Before we jump into this post we know that in 5 to 10 years our starting point hardly matters.
We also know that we’re all human and we like to get off on a good start in anything that we do, especially when it’s dealing with our hard earned capital!
What follows is our belief of the best possible way to get started on good footing, and keep a positive investment allocation.
There are always outliers and unique events – this is a template, and loosely the starting point for funds entering the capital markets … but by no means a written in stone … exact map.
Let’s start with the easy
New investment dollars that came from … say the backyard … under your sofa … your overfilled emergency fund, or some other super safe and stable asset class . … almost certainly should be work into Capital Markets over time.
Depending on the situation, the amount, the time horizon … the time frame may vary from months to quarters or even longer depending on the situation to gain entrance to the Capital Markets …

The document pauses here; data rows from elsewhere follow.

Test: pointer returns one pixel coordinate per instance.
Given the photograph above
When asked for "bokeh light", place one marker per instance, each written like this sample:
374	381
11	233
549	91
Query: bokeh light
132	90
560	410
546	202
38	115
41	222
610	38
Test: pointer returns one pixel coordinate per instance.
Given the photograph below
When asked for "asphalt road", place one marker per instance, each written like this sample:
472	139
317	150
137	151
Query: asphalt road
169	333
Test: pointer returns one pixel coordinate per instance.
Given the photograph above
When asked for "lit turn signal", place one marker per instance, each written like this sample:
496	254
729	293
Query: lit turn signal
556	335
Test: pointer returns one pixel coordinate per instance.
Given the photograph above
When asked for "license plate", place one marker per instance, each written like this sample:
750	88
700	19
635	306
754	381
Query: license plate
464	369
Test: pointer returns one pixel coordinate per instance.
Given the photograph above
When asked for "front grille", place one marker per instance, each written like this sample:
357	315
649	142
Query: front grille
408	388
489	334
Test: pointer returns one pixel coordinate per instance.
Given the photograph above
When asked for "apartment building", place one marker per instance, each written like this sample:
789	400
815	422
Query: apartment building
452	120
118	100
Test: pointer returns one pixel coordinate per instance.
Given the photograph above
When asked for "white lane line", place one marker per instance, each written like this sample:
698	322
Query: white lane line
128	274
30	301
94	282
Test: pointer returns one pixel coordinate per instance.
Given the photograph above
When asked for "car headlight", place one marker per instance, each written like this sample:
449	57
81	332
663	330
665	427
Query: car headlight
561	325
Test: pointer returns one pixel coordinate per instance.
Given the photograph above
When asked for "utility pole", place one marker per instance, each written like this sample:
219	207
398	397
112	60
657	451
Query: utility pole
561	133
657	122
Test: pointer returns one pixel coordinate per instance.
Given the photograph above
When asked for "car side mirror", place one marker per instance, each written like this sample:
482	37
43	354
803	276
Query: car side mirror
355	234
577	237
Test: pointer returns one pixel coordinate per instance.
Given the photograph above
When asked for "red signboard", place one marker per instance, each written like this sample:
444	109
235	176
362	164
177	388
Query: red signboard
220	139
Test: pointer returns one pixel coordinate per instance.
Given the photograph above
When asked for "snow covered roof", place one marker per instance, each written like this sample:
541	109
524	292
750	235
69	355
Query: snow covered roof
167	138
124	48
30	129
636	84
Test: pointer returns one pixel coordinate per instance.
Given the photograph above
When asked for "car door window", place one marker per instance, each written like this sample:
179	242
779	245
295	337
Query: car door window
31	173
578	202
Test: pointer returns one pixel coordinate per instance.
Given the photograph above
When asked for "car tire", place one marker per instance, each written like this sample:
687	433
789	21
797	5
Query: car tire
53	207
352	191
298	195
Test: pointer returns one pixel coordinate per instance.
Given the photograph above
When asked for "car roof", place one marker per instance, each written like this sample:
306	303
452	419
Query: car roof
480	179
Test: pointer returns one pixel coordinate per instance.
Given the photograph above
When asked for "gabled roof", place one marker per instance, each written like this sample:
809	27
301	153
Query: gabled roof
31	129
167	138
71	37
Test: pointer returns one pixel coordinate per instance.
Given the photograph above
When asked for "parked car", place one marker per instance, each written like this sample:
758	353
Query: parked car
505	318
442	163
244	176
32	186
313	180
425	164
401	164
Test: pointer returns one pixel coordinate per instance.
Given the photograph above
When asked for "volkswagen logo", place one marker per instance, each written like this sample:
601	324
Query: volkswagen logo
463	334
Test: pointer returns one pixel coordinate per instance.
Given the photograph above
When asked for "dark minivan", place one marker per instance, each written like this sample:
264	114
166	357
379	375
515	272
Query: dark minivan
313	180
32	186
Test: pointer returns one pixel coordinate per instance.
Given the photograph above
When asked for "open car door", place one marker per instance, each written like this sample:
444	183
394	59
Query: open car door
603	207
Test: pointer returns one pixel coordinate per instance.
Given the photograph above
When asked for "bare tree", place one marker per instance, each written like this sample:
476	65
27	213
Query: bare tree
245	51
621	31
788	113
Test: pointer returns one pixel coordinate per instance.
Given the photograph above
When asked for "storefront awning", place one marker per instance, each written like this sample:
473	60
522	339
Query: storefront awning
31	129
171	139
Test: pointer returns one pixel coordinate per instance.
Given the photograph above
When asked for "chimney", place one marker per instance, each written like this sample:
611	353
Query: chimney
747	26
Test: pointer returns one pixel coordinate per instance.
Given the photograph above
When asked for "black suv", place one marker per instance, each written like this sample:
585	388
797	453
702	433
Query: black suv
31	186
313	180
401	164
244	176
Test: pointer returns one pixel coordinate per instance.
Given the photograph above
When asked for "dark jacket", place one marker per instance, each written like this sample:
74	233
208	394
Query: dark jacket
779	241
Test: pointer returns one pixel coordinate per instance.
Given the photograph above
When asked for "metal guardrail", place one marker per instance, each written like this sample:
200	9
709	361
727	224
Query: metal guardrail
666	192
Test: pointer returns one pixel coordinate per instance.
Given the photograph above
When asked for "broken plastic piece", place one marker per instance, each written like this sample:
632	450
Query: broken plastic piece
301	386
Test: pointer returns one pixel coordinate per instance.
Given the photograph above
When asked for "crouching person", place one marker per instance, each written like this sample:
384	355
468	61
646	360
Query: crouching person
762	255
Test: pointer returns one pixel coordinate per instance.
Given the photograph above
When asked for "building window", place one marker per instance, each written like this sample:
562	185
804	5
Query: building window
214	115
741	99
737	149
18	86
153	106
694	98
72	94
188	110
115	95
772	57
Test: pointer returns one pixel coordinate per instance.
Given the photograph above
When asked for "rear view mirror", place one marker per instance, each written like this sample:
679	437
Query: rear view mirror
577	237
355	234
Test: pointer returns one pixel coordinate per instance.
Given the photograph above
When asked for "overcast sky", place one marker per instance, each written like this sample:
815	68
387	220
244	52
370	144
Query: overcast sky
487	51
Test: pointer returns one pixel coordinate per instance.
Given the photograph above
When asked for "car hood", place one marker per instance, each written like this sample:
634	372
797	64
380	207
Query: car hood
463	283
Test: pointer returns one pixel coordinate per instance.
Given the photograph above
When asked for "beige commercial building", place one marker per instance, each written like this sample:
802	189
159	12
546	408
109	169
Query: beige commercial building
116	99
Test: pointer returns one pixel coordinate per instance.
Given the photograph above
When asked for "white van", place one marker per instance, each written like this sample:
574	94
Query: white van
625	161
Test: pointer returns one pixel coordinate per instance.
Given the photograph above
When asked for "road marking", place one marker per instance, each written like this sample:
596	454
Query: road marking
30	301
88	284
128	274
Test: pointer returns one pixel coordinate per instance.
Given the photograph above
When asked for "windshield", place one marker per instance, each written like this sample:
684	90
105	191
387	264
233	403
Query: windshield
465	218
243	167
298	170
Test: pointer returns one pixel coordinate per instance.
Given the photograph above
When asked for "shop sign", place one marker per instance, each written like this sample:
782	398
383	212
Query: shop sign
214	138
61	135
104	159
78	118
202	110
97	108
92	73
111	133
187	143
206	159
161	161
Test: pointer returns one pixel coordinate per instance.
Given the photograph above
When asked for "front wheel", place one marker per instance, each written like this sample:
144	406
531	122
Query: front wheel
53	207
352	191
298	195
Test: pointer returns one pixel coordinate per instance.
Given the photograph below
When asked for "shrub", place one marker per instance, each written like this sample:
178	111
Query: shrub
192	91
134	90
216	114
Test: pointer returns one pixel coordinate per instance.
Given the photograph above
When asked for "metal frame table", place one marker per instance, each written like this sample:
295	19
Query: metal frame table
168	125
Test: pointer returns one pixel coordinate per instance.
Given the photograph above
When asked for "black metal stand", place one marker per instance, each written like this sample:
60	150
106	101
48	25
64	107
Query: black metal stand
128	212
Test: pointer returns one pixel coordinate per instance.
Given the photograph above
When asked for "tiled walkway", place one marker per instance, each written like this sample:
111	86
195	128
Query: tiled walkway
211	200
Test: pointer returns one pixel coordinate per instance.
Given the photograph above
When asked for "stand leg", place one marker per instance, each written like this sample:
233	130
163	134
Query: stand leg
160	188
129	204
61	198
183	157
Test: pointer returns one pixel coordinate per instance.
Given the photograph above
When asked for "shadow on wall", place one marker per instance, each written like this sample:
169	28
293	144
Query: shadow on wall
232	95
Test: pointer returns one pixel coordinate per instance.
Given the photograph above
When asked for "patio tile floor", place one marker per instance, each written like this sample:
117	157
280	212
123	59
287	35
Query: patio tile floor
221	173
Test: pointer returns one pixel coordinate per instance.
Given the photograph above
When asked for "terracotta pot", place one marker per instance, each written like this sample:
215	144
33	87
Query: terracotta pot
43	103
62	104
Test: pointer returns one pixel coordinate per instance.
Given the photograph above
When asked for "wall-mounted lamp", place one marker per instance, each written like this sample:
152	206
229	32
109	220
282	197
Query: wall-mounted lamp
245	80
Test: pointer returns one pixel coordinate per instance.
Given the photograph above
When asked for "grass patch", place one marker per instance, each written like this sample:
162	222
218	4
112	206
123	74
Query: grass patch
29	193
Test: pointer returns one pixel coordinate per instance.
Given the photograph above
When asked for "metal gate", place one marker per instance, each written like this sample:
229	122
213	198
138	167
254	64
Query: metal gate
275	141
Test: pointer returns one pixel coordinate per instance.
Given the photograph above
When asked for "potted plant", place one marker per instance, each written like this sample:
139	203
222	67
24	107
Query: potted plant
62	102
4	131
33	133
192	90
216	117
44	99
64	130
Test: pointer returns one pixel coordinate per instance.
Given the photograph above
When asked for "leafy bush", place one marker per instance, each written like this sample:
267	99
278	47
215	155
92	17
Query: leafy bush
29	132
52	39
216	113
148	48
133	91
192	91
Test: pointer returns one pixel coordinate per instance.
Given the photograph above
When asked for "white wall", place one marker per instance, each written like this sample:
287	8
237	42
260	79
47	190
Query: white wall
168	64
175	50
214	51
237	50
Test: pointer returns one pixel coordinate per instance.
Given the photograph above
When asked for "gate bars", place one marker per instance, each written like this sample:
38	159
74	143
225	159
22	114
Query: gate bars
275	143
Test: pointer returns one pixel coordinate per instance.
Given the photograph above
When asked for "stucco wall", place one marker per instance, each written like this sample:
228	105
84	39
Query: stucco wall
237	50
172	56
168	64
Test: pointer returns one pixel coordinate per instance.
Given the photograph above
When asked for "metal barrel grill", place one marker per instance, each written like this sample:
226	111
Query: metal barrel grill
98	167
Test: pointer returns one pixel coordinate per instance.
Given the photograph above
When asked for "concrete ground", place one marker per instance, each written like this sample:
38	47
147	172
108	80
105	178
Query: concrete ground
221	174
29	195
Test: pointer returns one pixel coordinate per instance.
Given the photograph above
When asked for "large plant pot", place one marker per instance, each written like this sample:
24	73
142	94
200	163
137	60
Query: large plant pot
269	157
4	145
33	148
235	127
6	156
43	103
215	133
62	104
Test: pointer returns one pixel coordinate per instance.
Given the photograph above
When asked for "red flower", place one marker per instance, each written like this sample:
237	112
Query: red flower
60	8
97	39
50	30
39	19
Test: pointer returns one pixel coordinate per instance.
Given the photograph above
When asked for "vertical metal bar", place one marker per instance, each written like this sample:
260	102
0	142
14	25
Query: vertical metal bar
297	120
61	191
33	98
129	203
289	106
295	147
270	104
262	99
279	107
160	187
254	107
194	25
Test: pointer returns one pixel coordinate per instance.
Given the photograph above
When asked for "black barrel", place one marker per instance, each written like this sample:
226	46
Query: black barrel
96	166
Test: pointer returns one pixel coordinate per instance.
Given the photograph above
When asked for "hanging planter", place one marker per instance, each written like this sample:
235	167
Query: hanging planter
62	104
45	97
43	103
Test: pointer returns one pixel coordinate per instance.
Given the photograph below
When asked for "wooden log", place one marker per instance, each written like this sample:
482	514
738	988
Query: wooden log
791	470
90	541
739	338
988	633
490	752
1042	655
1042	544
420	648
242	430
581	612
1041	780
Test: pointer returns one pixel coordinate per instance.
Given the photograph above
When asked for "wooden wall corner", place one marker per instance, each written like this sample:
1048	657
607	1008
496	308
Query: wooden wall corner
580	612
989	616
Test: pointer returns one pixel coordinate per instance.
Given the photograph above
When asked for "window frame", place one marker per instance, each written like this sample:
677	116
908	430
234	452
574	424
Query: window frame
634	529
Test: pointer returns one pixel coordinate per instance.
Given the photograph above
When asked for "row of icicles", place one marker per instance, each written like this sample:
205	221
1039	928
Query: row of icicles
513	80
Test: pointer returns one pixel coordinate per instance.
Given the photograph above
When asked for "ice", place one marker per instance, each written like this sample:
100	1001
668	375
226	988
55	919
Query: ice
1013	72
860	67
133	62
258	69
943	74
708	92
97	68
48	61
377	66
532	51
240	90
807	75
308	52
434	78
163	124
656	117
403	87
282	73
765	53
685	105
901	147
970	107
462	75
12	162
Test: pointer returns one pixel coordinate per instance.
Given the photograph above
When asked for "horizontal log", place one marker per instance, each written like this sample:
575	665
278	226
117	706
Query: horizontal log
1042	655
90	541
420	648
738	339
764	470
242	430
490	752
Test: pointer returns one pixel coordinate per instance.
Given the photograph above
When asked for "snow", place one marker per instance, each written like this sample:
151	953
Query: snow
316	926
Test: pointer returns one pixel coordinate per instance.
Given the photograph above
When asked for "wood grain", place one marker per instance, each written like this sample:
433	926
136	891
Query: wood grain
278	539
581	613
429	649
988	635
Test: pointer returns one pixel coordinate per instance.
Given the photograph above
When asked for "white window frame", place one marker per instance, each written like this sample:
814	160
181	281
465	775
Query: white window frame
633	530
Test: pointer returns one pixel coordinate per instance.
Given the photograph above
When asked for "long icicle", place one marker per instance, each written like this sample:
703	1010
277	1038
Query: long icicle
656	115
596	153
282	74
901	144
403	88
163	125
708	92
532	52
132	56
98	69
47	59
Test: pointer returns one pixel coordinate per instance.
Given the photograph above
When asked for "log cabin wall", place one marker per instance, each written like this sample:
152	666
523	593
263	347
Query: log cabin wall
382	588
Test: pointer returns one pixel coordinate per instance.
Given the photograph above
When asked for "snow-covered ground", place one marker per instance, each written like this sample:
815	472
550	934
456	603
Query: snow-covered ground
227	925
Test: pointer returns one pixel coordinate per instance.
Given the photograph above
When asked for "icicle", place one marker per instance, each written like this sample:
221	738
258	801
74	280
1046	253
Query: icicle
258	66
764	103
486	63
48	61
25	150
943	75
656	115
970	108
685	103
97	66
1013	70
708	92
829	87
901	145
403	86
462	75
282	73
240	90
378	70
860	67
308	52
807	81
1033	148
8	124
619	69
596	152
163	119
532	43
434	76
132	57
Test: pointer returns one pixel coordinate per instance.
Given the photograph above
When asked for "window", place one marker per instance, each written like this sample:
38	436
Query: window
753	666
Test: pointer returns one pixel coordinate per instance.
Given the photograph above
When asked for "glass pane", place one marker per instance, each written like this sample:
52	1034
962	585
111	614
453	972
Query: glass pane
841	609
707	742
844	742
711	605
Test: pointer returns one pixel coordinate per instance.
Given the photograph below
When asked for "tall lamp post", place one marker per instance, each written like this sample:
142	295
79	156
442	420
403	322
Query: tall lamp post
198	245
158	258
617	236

A typical scenario would be to divide the time frame into equal parts and allocate over that period of time.
The goal is to take advantage of the ups and downs upon entrance into the Capital Markets ….
Funds such as 401k rollover’s, current investment portfolios that are moving from one pocket to another most certainly do not need this staggered entrance into the capital markets as they were invested already.
An accurate statement can be “If it just came out of the capital markets it can go back into the capital markets” even though it may be cash today.
Here are the gray areas
Of course there are gray areas that need judgment…
A large block of stock options sold. The funds where IN the Capital Markets but depending on the size and the situation, it may not make sense for these funds to be moved directly back into the capital markets all at once.
A sudden liquidity event such as the sale of a business – yes in essence it was in a investment that had volatility similar to the capital markets, but in most cases, risk reduction is desired and a staggered entrance along with a conservative allocation may be the best.
It all depends on the form?
Some inheritance come in the form of cash … others may come in the form of investments that are already invested – again depending on the situation, it may make sense to stagger entrance, or it may be just fine to continue the allocation or even re-allocate in one swoop.
Bottom Line, there is no exact way for all situations, but there are ways to go without raising the blood pressure!
Have a Great “Good Entrance Capital Market” Day!